Double jeopardy – Withholding a bonus is not punishment

The judgment of the Labour Court in a review application by Solidarity obo K Oelofse v Armscor was delivered by Snyman AJ on 21 February 2018. This judgment reinforced the principles regarding double jeopardy and also affirmed that a discretionary bonus need not be awarded to an employee whose conduct was not in line with the employer's organisational values.

This matter arose from a disciplinary inquiry between Armscor and Oelofse relating to Oelofse's failure to declare gifts she received from suppliers as well as her unauthorised use of company resources.
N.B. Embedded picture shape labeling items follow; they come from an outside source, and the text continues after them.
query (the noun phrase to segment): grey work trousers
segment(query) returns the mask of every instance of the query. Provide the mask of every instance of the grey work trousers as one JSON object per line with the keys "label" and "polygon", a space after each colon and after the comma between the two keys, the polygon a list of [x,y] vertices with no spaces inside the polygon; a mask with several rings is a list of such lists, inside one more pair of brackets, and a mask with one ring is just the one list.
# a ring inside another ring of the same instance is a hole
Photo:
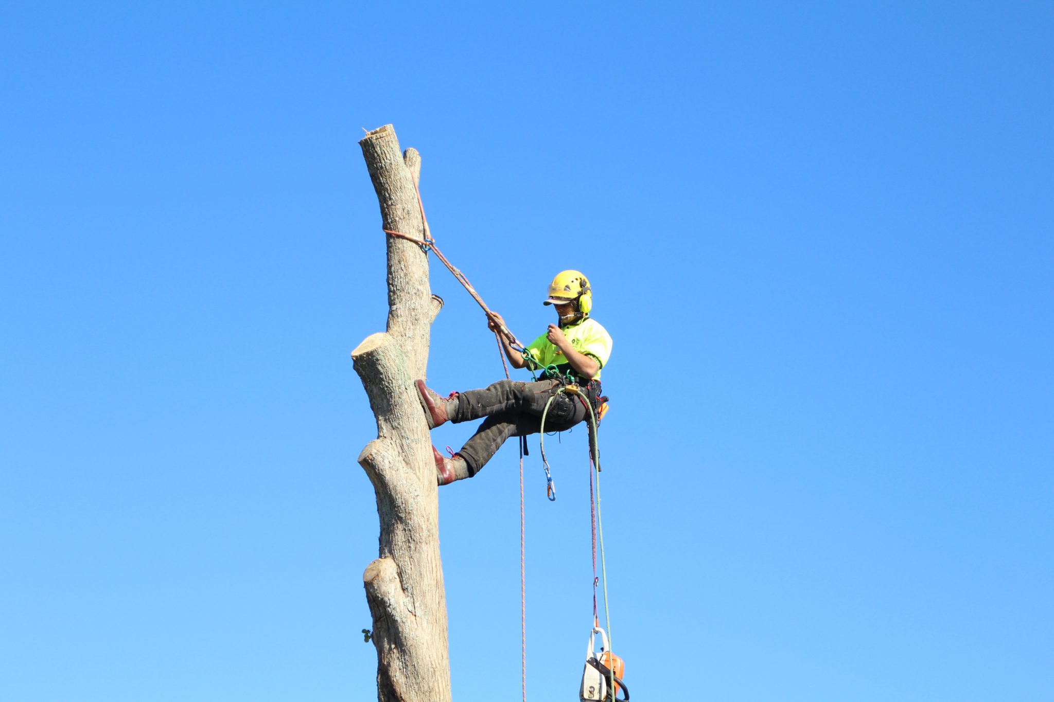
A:
{"label": "grey work trousers", "polygon": [[[560,387],[558,380],[539,380],[525,383],[499,380],[482,389],[460,393],[454,422],[469,422],[486,417],[472,438],[458,454],[474,476],[497,453],[509,437],[538,434],[542,429],[542,413],[549,398]],[[545,416],[547,432],[569,429],[589,415],[582,399],[562,393],[549,405]]]}

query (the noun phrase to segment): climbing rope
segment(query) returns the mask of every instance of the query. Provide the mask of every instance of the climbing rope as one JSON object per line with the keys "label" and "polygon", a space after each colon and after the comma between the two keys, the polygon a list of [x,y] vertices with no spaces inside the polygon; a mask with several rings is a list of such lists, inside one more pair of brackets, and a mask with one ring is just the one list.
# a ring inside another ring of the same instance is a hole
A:
{"label": "climbing rope", "polygon": [[[592,564],[593,564],[593,625],[600,625],[600,617],[597,608],[597,542],[598,536],[600,537],[600,565],[601,565],[601,576],[604,579],[604,627],[607,629],[608,637],[608,650],[613,650],[612,636],[611,636],[611,611],[608,606],[607,599],[607,558],[604,554],[604,522],[601,519],[601,508],[600,508],[600,440],[597,436],[597,413],[593,412],[592,404],[586,400],[582,395],[582,388],[577,384],[562,385],[552,396],[546,401],[545,408],[542,410],[542,426],[541,426],[541,447],[542,447],[542,464],[545,466],[545,475],[549,479],[549,487],[552,489],[550,500],[555,499],[555,487],[552,486],[552,478],[549,474],[549,461],[545,456],[545,418],[549,414],[549,406],[552,404],[553,400],[563,395],[564,393],[569,393],[571,395],[578,396],[582,401],[582,404],[589,410],[589,517],[590,517],[590,528],[592,530]],[[596,480],[597,492],[596,496],[593,494],[593,481]],[[613,676],[613,674],[612,674]],[[614,689],[614,678],[611,678],[611,689]]]}
{"label": "climbing rope", "polygon": [[[414,178],[413,175],[411,174],[410,180],[413,182],[413,190],[417,196],[417,207],[421,209],[421,227],[424,238],[418,239],[417,237],[411,237],[408,234],[403,234],[402,232],[395,232],[393,229],[384,229],[385,234],[392,237],[396,237],[398,239],[406,239],[407,241],[412,241],[413,243],[421,246],[422,250],[424,250],[426,254],[428,252],[432,252],[433,254],[435,254],[435,258],[440,259],[440,262],[447,267],[447,270],[453,274],[453,277],[457,279],[457,282],[461,283],[466,290],[468,290],[468,294],[472,296],[472,299],[476,301],[476,304],[483,307],[483,312],[486,313],[487,319],[493,322],[494,325],[497,327],[494,330],[494,335],[497,337],[499,343],[501,343],[502,341],[501,338],[503,336],[506,339],[508,339],[509,345],[512,346],[513,349],[524,355],[524,359],[528,362],[527,363],[528,369],[531,372],[531,376],[533,376],[534,370],[530,366],[533,364],[535,366],[541,367],[541,364],[534,358],[531,357],[530,352],[528,352],[527,348],[524,346],[524,344],[516,338],[516,335],[512,334],[512,332],[509,330],[509,328],[505,326],[505,324],[499,321],[499,319],[494,316],[494,313],[492,313],[490,310],[490,307],[487,306],[487,303],[483,301],[482,297],[480,297],[480,294],[475,292],[475,288],[472,286],[472,283],[469,282],[465,274],[462,273],[458,268],[456,268],[447,259],[447,257],[443,255],[443,252],[440,250],[440,247],[435,245],[435,240],[432,239],[432,237],[430,236],[431,228],[428,226],[428,218],[425,217],[425,203],[421,199],[421,188],[417,186],[417,179]],[[502,358],[502,365],[505,365],[504,356]],[[506,378],[509,377],[509,369],[507,365],[505,366],[505,377]]]}

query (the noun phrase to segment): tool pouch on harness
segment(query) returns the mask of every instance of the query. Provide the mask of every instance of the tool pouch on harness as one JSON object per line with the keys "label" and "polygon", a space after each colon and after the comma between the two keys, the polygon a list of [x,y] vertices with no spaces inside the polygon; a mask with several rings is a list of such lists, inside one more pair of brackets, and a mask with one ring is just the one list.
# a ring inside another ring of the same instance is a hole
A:
{"label": "tool pouch on harness", "polygon": [[[593,637],[601,635],[601,653],[593,653]],[[586,666],[582,670],[582,687],[579,699],[582,702],[628,702],[629,688],[622,682],[619,675],[624,675],[625,664],[622,659],[607,649],[607,633],[596,627],[589,633],[589,645],[586,647]],[[610,665],[611,667],[608,667]],[[611,668],[614,668],[613,670]],[[612,688],[613,682],[613,688]],[[623,697],[616,697],[622,693]]]}

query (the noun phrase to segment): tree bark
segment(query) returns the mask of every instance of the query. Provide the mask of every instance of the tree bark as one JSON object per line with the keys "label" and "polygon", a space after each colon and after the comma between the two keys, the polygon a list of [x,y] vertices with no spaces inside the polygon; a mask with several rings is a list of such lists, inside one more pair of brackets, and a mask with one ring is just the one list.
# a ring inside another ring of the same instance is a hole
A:
{"label": "tree bark", "polygon": [[[414,186],[421,157],[399,152],[390,124],[358,142],[380,203],[383,228],[424,239]],[[388,329],[352,352],[377,421],[358,462],[373,483],[378,558],[363,574],[373,618],[379,702],[449,702],[447,604],[440,560],[435,463],[413,381],[425,378],[429,333],[443,300],[431,295],[428,255],[380,234],[388,247]]]}

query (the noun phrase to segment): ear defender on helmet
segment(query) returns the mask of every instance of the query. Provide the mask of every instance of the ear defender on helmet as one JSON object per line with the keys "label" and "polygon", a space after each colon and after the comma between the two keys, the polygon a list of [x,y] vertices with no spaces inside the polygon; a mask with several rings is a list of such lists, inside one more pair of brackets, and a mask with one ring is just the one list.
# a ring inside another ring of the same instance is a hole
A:
{"label": "ear defender on helmet", "polygon": [[579,294],[579,312],[588,315],[592,309],[592,288],[589,287],[589,281],[585,276],[579,281],[579,285],[582,286],[582,292]]}

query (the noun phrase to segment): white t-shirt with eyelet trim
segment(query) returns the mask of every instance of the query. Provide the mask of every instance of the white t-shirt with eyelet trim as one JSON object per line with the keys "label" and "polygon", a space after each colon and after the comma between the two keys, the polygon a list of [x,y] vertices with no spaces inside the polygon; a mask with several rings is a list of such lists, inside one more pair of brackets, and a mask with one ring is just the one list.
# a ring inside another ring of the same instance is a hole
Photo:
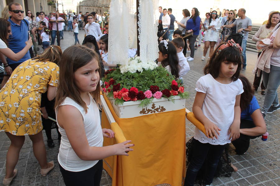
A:
{"label": "white t-shirt with eyelet trim", "polygon": [[5,43],[5,42],[2,40],[2,39],[0,39],[0,48],[8,48],[7,46],[7,45]]}
{"label": "white t-shirt with eyelet trim", "polygon": [[195,90],[206,94],[201,109],[209,120],[221,131],[218,139],[208,138],[197,127],[194,138],[203,143],[224,145],[231,143],[227,135],[233,122],[234,105],[236,96],[243,92],[243,85],[238,79],[229,84],[223,84],[216,80],[210,74],[201,77],[196,85]]}

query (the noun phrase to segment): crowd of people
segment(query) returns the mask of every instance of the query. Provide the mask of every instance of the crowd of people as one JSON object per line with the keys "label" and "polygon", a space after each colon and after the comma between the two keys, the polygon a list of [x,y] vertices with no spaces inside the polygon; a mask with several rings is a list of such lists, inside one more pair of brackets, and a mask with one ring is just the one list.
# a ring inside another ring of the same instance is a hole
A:
{"label": "crowd of people", "polygon": [[[210,9],[204,22],[196,8],[190,12],[183,10],[180,21],[176,20],[171,8],[160,7],[159,11],[159,66],[182,81],[190,70],[188,61],[194,60],[197,38],[201,42],[204,37],[202,60],[205,60],[210,48],[205,75],[197,82],[193,107],[206,134],[197,128],[194,138],[187,143],[189,155],[184,183],[193,185],[199,179],[199,171],[203,170],[200,184],[210,185],[219,171],[218,162],[225,157],[222,154],[228,157],[228,144],[232,143],[237,154],[244,154],[250,139],[267,131],[266,114],[280,109],[277,92],[280,83],[280,13],[270,13],[267,23],[252,38],[262,43],[266,43],[265,39],[270,42],[260,48],[253,88],[240,75],[241,70],[246,69],[246,42],[252,29],[245,9],[222,12],[218,8]],[[46,16],[41,11],[35,18],[28,10],[24,18],[24,11],[20,4],[12,2],[0,18],[0,59],[4,68],[0,90],[0,130],[11,141],[3,184],[9,185],[17,175],[15,168],[26,135],[32,141],[41,175],[46,176],[53,169],[53,161],[47,161],[42,134],[44,128],[48,146],[54,147],[50,116],[57,122],[60,140],[58,166],[66,185],[99,185],[102,159],[114,155],[128,156],[134,145],[128,140],[103,147],[103,137],[112,138],[114,133],[102,129],[100,124],[100,78],[106,71],[119,66],[108,61],[109,24],[104,24],[103,33],[97,22],[103,18],[94,12],[85,15],[80,12],[76,16],[57,11]],[[75,42],[63,52],[59,45],[64,27],[73,31]],[[82,30],[85,34],[80,45],[78,35]],[[233,34],[240,33],[241,44],[234,39],[227,40]],[[54,45],[56,37],[57,45]],[[201,42],[198,43],[198,47]],[[44,51],[39,54],[37,46],[40,45]],[[130,49],[128,57],[136,53]],[[188,53],[190,55],[186,58]],[[262,94],[265,97],[260,109],[254,92],[259,86],[261,73]],[[226,159],[230,171],[237,171]]]}

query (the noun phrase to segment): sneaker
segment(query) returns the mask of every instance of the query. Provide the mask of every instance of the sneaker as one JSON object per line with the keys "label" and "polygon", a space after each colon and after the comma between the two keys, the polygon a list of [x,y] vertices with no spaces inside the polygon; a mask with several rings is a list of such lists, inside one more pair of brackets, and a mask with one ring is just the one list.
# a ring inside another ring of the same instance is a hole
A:
{"label": "sneaker", "polygon": [[268,108],[268,110],[267,111],[267,112],[266,113],[268,114],[271,114],[274,111],[279,109],[280,109],[280,104],[278,104],[278,106],[276,106],[271,105],[269,108]]}
{"label": "sneaker", "polygon": [[263,112],[262,112],[261,113],[262,115],[263,115],[263,117],[264,117],[264,120],[265,119],[265,115],[266,115],[266,114],[264,113]]}
{"label": "sneaker", "polygon": [[189,58],[189,59],[188,59],[188,61],[193,61],[194,59],[193,58],[190,57],[190,58]]}

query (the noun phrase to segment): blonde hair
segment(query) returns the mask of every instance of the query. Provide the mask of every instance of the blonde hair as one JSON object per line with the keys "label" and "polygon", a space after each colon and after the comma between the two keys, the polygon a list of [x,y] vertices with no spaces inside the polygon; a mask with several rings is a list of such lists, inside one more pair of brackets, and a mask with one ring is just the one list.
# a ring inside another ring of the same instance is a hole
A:
{"label": "blonde hair", "polygon": [[38,60],[37,61],[46,62],[50,61],[59,66],[60,56],[62,54],[61,48],[56,45],[51,45],[44,51],[43,54],[33,59]]}
{"label": "blonde hair", "polygon": [[[93,59],[98,63],[98,72],[100,76],[99,56],[95,51],[83,45],[74,45],[68,47],[62,54],[59,66],[59,81],[58,86],[55,108],[60,106],[67,97],[73,100],[82,107],[86,113],[87,107],[81,97],[80,91],[75,84],[74,73]],[[90,93],[99,107],[100,103],[100,86],[98,81],[96,89]]]}
{"label": "blonde hair", "polygon": [[9,14],[9,6],[7,5],[3,9],[1,14],[2,18],[7,20],[9,19],[10,17],[10,14]]}

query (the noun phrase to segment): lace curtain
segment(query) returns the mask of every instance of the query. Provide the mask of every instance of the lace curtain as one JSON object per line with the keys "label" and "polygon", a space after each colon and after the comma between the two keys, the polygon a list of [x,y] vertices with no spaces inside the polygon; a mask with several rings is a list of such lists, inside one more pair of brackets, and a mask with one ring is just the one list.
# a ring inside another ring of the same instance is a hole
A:
{"label": "lace curtain", "polygon": [[[128,49],[137,48],[136,18],[132,9],[133,2],[136,1],[111,1],[108,60],[113,64],[127,64]],[[142,62],[153,61],[158,57],[158,1],[139,0],[138,38],[140,57]]]}

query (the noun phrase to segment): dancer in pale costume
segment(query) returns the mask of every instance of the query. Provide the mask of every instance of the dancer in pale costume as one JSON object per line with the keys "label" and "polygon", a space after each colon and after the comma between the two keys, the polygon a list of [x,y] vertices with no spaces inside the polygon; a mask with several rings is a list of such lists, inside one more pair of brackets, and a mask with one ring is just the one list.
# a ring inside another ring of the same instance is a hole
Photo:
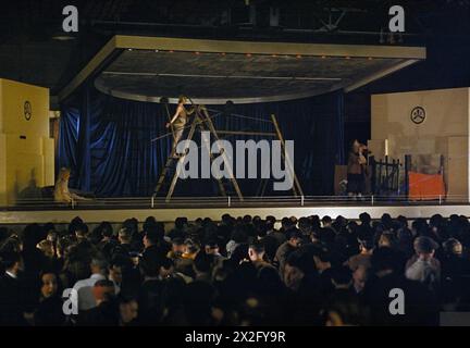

Oelofse was found guilty and a final written warning was recommended and issued by Armscor on 23 February 2015. 


Armscor has a Performance Management Practice in place that defines "Performance as an attainment of specific results/outputs through specific actions, while being consistent with Armscor values and objectives".

This policy is read together with a bonus policy that has the following requirements: 
  • employee to obtain an individual performance score of at least 90%; 
  • to be in the employ on the last day of the financial year to qualify for a bonus; 
  • to have been employed for more than six months; 
  • must not have been absent from work for a period longer than six months. 

The policy goes on to further make a disclaimer that: "Performance remuneration is an annual non-guaranteed, discretionary payment to employees based on the attainment of organisational, departmental, divisional/team and individual goals." 

The performance assessment for the period 2013/2014 came up and Oelofse obtained a performance rating of 107.7%, which was miles above the minimum qualifying criteria. Oelofse also met the other criteria. She therefore stood to receive a bonus of ZAR24 402. Armscor, however, refused to pay her the bonus. 

Oelofse lodged an unfair labour practice dispute with the CCMA. The arbitrator found that Armscor did not commit an unfair labour practice. It is that decision by the arbitrator that was the subject of the review application before Snyman AJ. 

In the review application Oelofse contended:
  • that the arbitrator misconstrued the evidence by failing to consider that the final written warning was a punishment on its own and that the refusal to pay her bonus was another punishment (the double jeopardy); 
  • that the arbitrator failed to properly consider the remuneration and performance policies because Armscor had no discretion to refuse to pay the performance bonus in circumstances where the qualifying criteria were met; 
  • inconsistent behaviour by Armscor in relation to paying out bonuses to employees who were found to have committed misconduct and referred to three other managers who were dismissed but still received their bonuses. 
The court held that there was no double jeopardy as Oelofse was not subjected to two separate disciplinary proceedings based on the same allegations. The inquiry into whether an employee is exceptional for purpose of a reward is not the same as an inquiry into misconduct. A performance bonus is an issue of the employee being rewarded for being exceptional. Refusal to pay a bonus was not punishment to Oelofse. Therefore, double jeopardy did not exist.

With regard to the inconsistency by Armscor, the court held that Oelofse failed to lead evidence to show the inconsistency by Armscor in dealing with employees who were found to have committed misconduct and paying bonus to those employees.

Regarding the discretion by Armscor not to pay a bonus, the court held that Armscor had discretion and that Armscor had to act fairly in exercising that discretion as fairness is the yardstick for unfair labour practice. 

Snyman AJ held that the overall wording of the policies contemplates that not only are the rewards and performance remuneration based on an individual employee performance but the broader organisational objectives and values. In rewarding an employee for overall individual performance, the employer has discretion to decide whether an employee has adhered to organisational objectives and values. 

Having regard to the above, the review was dismissed. 

Ultimately the wording of a bonus policy will have a fundamental impact on an employer's ability to withhold a discretionary bonus generally and specifically from an employee whose conduct is not in line with the organisational values.